Gabon: Le dialogue politique inclusif s’ouvre ce mardi à Libreville

Le principal opposant au président Ali Bongo a décidé de boycotter cette rencontre tandis que le représentant des Nations –Unies en Afrique Centrale espère que ce dialogue sera apaisé inclusif.

Le dialogue politique inclusif voulu par le président gabonais Ali Bongo Ondimba pour résoudre le conflit postélectoral s’ouvre ce mardi 28 mars 2017 à Libreville. Près de cinquante deux partis politiques participeront à ce rendez-vous, ainsi que plus d’un millier d’organisations de la société civile. Jean Ping, le principal opposant au président gabonais Ali Bongo a décidé de boycotter cette rencontre. D’autres adversaires du président gabonais au dernier scrutin présidentiel par contre, à l’instar de Bruno Ben Moubamba n’ont pas souhaité manquer cette occasion qui permettra espère-t-on d’aplanir tous les différends nés de la dernière élection présidentielle soldée par la réélection d’Ali Bongo.

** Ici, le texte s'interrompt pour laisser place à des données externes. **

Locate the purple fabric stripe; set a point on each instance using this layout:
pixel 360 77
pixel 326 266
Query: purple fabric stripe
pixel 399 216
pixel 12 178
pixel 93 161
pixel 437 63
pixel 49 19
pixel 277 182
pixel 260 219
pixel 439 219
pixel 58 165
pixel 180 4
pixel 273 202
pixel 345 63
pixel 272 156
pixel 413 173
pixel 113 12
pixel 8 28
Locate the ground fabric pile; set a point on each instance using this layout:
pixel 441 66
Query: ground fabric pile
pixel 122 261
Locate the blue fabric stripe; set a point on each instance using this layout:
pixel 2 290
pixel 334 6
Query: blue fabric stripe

« Moi, j’y serai. Sur les perspectives, il y a quatre chapitres pour nous qui sont importants. Le chapitre politique essentiellement, la réforme des institutions ; le chapitre social avec les problèmes d’éducation, les problèmes des syndicats, les problèmes des administrations, la science, la culture ; le chapitre économique : comment faire en sorte que le système de 42 ans +7 puisse se terminer au Gabon et que les gens aient de l’argent. Puisque le problème est économique à la base, les gens veulent de l’argent dans leurs poches. S’il y a un système économique qui puisse permettre aux uns et aux autres de faire leurs affaires, il y aura moins de politiciens au Gabon. Il y a enfin le chapitre environnemental et culturel », a résumé celui qui est par ailleurs le porte-parole de la majorité présidentielle.

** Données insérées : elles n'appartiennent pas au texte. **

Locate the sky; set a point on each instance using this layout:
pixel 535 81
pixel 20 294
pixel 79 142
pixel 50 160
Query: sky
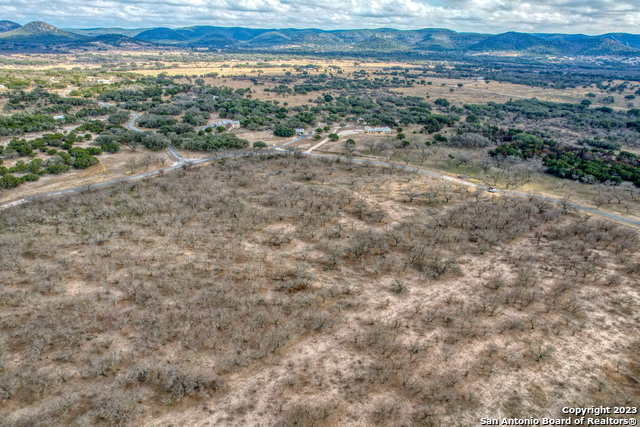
pixel 485 16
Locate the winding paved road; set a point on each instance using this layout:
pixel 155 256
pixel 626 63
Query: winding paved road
pixel 361 161
pixel 298 138
pixel 171 149
pixel 278 149
pixel 324 141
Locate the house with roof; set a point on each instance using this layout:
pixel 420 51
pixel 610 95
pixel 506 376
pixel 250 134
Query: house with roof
pixel 377 130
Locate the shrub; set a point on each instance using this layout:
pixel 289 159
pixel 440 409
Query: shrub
pixel 85 161
pixel 259 145
pixel 111 147
pixel 284 131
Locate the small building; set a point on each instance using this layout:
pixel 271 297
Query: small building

De son côté, le Représentant spécial du Secrétaire général des Nations unies pour l’Afrique centrale, François Louncény Fall, a, dans un communiqué  exprimé l’espoir que le dialogue national qui s’ouvre ce mardi à Libreville sera inclusif et apaisé.

 

Le Communiqué du représentant des Nations Unies en Afrique Centrale

 

Au moment où le Gabon s’apprête à tenir à partir du 28 mars 2017 un dialogue national sur la situation du pays, le Représentant spécial du Secrétaire général des Nations unies pour l’Afrique centrale, M. François Louncény Fall, exprime l’espoir que ce dialogue sera inclusif et apaisé.

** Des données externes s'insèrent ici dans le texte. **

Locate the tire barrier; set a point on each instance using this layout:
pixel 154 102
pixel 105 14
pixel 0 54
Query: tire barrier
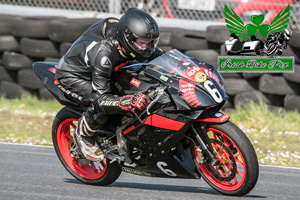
pixel 24 40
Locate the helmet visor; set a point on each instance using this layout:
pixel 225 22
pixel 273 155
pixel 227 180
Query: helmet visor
pixel 142 44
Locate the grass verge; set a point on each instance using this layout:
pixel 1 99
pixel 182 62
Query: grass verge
pixel 274 135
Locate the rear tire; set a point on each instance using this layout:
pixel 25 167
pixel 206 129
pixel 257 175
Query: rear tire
pixel 238 173
pixel 62 130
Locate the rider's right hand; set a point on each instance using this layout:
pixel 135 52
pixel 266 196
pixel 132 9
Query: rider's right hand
pixel 137 100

Le Représentant spécial a multiplié au cours des derniers mois des démarches allant dans ce sens, en discutant notamment avec les différentes parties prenantes, en particulier le gouvernement, la majorité présidentielle et l’opposition ainsi que la  société civile, les jeunes et les femmes.

Compte tenu des questions importantes inscrites à l’ordre du jour dudit dialogue, le Représentant spécial souhaite que tous les acteurs socio-politiques gabonais s’y engagent de bonne foi, afin d’en faire un forum exemplaire susceptible d’ouvrir davantage l’espace démocratique et de déboucher sur des réformes tendant à la consolidation de l’Etat de droit et à la réconciliation nationale au Gabon.